Friday, August 5, 2022

Rosa Bonheur, Studio Practice

Portrait of Rosa Bonheur with her dog Charly
by Anna Elisabeth Klumpke

Rosa Bonheur’s studio at Château de By
"Madame Consuelo Fould, who painted a portrait of Rosa Bonheur, her right hand resting on the head of a great St. Bernard, whilst a palette and brushes are held in the left, says that Rosa had a horror of anything in the nature of a 'drier,' and of mediums that give immediate effect at the cost of the preservation of the picture. She used her colours without any admixture, leaving them to dry by themselves, sometimes for two years, returning to work upon them at long intervals,and using very little oil. 

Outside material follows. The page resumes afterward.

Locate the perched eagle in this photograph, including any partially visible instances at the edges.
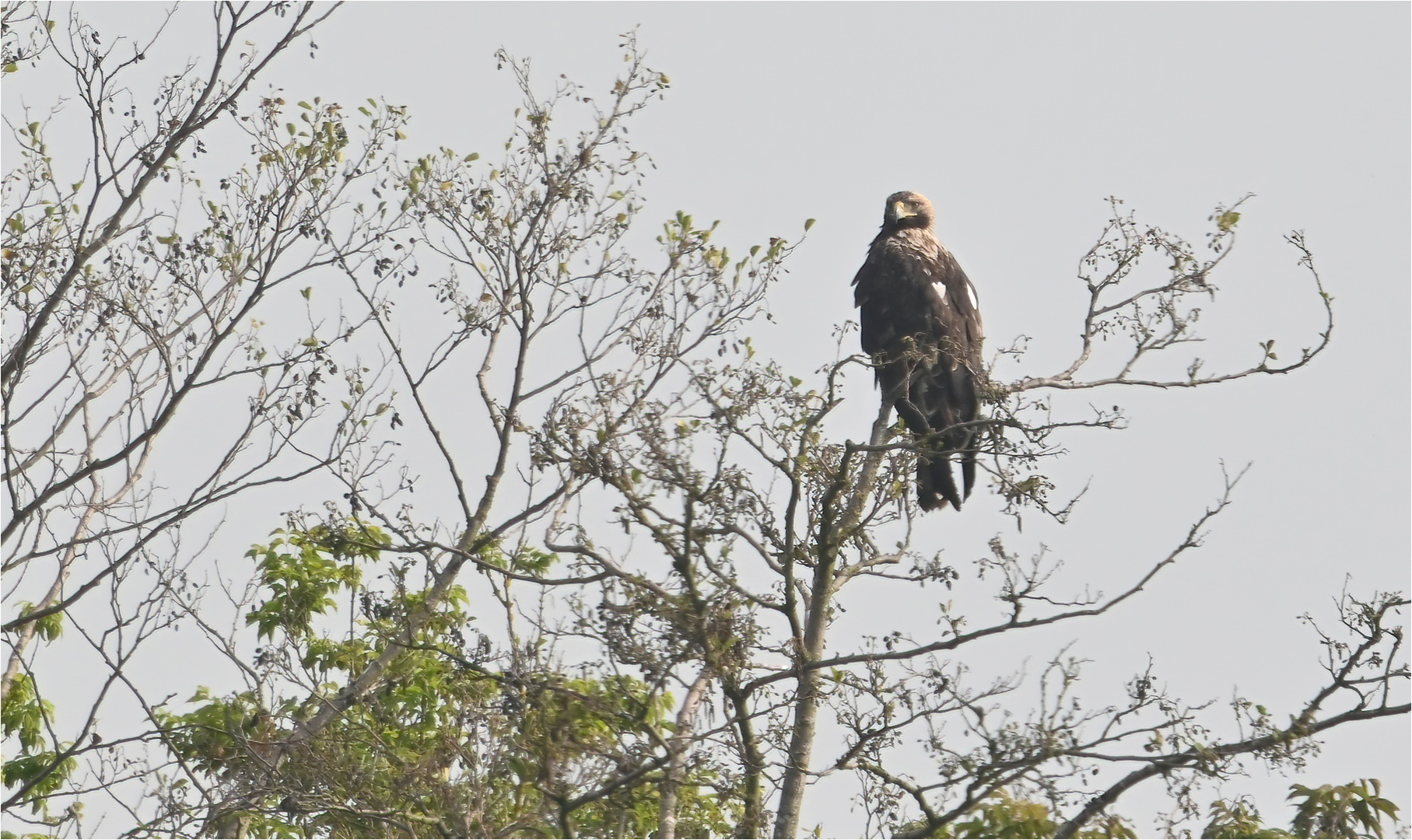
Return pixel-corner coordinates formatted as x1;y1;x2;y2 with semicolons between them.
853;192;984;511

She had two sets of palettes, one always kept scrupulously clean, the other covered with every variety of colour. This set, by means of some process known to herself, at the end of a year look like pieces of coloured marble,as they absorbed all the oil. She attached great importance to them, as they enabled her to judge of certain effects of combined colour. 

Her brushes she cleaned herself with the utmost care.Despite her energy she worked slowly,and this combined with her system of allowing some of her pictures -especially the more important ones - to dry so gradually, not infrequently resulted in her patrons being obliged to wait for months for a picture that was practically completed.

The early morning found her in her studio sketching and studying from one of the animals that formed what was a veritable menagerie at By. She found her animals more tractable in the early hours of the day, but she possessed such understanding of their natures, that even the most difficult rarely resisted her influence for long. She loved them, and used to say that although we cannot always understand them, they invariably understand us."